Prayer, then, first of all is openness to the presence of God in our hearts. Not only openness, but welcome, and eager welcome at that. Perhaps that is why faith is traditionally listed first of the three great virtues: faith, hope, and charity. Without faith there can be no openness, and therefore no conversation. Without faith there can be no hope; and there can only be at best a modest portion of charity compared to the charity preached by Christ.
The notion that prayers are sometimes never answered is a false one. They are always answered, and that is why Saint Paul admonishes us to pray continually. The answer to our prayers may not be the one we want to hear, but even “No” is an answer. “Wait” is another answer. Those who cease to pray, or cease to believe in the power of prayer because they did not get a “Yes” do not understand that for God “Yes” may be the wrong answer to a particular petition. But even “No” is part of God’s providential plan and proves that His power is at work in the world even when we think ours is not.
The prayers of the faithful have always, sooner or later, brought about an end to tyrants and evil regimes. That is power. Hitler believed his Nazi empire would last a thousand years, but Christians prayed and it lasted only twelve. If the power of God were less than the power of Satan, life would be an unrelenting hell of torture and suffering. At least one spiritual writer says that if we are in the middle of a temptation, speaking one word … “Jesus!” … can make the temptation lose its force. By the sound of our voice calling out His name we are strengthened.

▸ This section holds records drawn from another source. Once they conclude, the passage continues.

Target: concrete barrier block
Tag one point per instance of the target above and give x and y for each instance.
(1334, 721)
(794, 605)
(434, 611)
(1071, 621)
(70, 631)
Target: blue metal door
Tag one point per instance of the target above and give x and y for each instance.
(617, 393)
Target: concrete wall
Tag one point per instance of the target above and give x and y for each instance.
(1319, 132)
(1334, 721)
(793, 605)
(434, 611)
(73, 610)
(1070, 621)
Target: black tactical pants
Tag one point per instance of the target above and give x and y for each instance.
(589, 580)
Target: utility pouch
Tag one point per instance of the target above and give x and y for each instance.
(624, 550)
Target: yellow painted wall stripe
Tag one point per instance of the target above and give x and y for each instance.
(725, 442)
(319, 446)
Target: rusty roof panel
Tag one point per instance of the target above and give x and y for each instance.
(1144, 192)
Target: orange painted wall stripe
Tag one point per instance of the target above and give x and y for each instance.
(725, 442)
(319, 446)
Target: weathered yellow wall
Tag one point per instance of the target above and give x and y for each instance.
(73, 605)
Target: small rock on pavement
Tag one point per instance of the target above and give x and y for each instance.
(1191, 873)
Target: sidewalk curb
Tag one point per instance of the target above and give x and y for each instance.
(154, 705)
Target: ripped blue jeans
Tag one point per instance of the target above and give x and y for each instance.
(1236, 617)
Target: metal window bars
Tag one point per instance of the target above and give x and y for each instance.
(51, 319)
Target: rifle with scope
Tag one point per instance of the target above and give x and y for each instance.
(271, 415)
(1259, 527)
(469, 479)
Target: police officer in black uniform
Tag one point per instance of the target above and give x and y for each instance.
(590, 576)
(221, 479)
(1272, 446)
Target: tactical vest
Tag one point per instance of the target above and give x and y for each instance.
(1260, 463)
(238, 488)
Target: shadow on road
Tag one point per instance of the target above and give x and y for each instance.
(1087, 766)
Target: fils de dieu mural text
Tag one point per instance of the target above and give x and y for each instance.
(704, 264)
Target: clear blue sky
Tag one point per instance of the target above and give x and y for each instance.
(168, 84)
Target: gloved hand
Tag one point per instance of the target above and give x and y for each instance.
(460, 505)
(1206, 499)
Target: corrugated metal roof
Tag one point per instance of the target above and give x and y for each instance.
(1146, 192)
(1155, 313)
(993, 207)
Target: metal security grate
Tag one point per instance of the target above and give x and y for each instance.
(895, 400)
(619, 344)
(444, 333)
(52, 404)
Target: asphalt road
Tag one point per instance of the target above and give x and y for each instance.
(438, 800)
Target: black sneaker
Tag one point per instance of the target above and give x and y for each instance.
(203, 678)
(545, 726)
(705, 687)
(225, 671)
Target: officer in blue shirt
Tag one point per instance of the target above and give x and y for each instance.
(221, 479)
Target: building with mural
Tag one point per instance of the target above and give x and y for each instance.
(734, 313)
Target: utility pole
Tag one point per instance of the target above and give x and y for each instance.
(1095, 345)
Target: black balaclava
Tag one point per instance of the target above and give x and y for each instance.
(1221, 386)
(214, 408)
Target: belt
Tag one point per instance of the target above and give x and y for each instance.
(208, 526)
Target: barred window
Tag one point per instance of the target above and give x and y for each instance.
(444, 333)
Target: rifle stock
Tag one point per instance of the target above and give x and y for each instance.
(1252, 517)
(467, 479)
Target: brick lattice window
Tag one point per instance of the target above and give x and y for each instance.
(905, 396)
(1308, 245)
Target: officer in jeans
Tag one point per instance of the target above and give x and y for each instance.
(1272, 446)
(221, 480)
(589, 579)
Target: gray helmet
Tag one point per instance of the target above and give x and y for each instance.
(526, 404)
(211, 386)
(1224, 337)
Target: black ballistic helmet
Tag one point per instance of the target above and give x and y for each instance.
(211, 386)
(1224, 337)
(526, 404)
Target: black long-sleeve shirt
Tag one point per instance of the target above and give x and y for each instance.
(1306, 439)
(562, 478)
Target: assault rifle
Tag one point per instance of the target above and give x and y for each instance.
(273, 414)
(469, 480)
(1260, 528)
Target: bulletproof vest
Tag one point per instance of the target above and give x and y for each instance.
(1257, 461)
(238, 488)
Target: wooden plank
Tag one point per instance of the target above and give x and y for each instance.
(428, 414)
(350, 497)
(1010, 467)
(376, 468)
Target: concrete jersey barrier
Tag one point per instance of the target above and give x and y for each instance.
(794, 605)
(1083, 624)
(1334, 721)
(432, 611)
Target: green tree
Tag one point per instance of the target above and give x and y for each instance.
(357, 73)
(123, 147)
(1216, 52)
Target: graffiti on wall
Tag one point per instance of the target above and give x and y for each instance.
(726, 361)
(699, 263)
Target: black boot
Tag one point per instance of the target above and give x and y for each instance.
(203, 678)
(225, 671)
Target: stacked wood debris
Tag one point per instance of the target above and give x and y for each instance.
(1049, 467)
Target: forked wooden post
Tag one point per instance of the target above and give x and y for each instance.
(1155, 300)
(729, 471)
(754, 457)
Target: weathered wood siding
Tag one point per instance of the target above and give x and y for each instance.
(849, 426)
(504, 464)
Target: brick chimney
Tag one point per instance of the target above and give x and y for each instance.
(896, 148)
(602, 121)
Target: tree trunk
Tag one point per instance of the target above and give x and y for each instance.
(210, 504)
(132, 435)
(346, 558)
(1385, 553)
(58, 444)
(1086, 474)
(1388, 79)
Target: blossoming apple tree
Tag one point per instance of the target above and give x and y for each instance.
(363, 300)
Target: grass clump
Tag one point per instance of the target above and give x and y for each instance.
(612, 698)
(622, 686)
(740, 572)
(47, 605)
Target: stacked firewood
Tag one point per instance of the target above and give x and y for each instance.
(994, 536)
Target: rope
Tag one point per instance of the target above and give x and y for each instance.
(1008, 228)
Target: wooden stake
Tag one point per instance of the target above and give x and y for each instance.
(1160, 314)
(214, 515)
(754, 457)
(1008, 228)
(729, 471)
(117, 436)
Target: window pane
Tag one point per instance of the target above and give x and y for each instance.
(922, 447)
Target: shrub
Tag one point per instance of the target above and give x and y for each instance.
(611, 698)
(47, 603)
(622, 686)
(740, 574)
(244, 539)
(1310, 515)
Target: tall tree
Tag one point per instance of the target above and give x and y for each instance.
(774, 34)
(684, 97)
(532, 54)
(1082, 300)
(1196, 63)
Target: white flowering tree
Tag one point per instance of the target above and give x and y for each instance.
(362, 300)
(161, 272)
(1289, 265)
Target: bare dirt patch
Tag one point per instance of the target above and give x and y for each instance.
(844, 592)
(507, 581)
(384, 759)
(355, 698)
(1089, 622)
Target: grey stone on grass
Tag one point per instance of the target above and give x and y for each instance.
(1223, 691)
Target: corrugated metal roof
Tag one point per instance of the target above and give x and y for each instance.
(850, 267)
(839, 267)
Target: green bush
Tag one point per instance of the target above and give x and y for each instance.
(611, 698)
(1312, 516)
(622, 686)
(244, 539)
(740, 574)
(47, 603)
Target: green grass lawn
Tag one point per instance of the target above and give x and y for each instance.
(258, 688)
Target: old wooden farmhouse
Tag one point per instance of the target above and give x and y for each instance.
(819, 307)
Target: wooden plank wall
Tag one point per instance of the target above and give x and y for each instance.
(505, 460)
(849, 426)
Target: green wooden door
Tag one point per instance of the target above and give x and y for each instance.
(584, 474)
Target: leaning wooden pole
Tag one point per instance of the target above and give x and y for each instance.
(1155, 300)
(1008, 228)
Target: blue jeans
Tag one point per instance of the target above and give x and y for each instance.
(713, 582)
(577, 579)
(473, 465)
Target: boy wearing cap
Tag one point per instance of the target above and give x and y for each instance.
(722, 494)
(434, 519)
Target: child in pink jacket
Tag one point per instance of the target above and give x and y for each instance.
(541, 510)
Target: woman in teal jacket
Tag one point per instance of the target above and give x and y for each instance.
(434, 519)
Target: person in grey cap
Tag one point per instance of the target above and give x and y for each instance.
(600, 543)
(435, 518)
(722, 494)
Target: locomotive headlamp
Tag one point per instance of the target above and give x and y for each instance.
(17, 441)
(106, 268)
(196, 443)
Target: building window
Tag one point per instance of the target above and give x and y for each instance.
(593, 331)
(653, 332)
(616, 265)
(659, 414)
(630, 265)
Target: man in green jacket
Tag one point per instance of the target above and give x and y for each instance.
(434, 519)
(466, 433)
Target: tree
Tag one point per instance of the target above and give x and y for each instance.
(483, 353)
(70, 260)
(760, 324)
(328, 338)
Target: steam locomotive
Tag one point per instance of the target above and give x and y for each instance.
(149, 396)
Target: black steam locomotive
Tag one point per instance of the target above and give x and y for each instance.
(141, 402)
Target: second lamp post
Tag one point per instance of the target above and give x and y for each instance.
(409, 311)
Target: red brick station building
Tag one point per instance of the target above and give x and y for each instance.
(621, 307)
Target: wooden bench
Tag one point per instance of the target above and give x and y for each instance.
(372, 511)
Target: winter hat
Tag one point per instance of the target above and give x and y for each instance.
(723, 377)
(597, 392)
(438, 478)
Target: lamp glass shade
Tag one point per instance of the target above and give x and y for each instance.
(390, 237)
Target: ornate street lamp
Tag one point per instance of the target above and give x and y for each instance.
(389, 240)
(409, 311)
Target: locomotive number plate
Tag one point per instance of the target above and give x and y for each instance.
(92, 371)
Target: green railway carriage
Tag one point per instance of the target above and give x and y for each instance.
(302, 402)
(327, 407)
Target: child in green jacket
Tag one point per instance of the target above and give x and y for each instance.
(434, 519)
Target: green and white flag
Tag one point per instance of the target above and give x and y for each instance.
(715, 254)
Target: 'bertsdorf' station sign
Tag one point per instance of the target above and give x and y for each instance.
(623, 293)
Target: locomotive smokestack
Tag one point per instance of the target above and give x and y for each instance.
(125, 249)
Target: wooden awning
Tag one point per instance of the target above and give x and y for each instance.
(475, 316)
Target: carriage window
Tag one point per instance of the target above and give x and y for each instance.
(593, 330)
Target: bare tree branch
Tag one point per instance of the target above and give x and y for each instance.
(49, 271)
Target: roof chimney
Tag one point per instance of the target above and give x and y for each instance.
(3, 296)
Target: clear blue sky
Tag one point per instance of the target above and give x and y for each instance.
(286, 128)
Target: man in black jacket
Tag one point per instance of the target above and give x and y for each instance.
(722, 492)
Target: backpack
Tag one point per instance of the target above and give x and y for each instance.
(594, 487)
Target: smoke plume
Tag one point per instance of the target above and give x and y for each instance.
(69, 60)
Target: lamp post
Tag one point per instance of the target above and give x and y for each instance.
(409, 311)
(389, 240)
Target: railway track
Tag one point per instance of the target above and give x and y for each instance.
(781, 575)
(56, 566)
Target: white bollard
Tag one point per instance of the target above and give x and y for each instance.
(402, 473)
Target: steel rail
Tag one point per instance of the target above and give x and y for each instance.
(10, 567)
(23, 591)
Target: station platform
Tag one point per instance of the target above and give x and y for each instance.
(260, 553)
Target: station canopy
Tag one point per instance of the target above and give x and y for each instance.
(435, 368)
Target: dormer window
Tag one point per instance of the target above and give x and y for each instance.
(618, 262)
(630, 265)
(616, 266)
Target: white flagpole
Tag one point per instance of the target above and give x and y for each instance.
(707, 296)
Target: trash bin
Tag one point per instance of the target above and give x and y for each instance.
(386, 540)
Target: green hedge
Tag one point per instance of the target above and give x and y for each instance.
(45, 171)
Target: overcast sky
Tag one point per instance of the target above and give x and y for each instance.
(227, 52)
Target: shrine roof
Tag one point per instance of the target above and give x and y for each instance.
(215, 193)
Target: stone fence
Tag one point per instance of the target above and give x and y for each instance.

The instinct for God is natural, but the knowing of God must be in the seeking, because we have a hidden God. The scientist’s search for natural law is natural; yet the natural law cannot be known except by struggling to find it. The artist naturally seeks the beautiful, but the beautiful must be discovered by struggling to sculpt beauty out of a rock or by struggling to paint it on a canvas or by struggling to finger it on a keyboard. That is power. If we acted upon the principle that things do not exist because we do not see them in front of us, there would be no science or art, because nothing is visible except by drawing ourselves near to the True and the Beautiful and the Good, and struggling with all our power to wrench them from their secret hiding places. The skeptic will never know the power of prayer until he draws nearer to God with his first prayer. First prayers may be hardly recognizable as such. They might be a mere rumble in the spirit, a radical discontent, a moment of supreme nostalgia for the Father we have abandoned but who never abandons us.
To pray constantly is spiritual struggle and constant wrestling with God.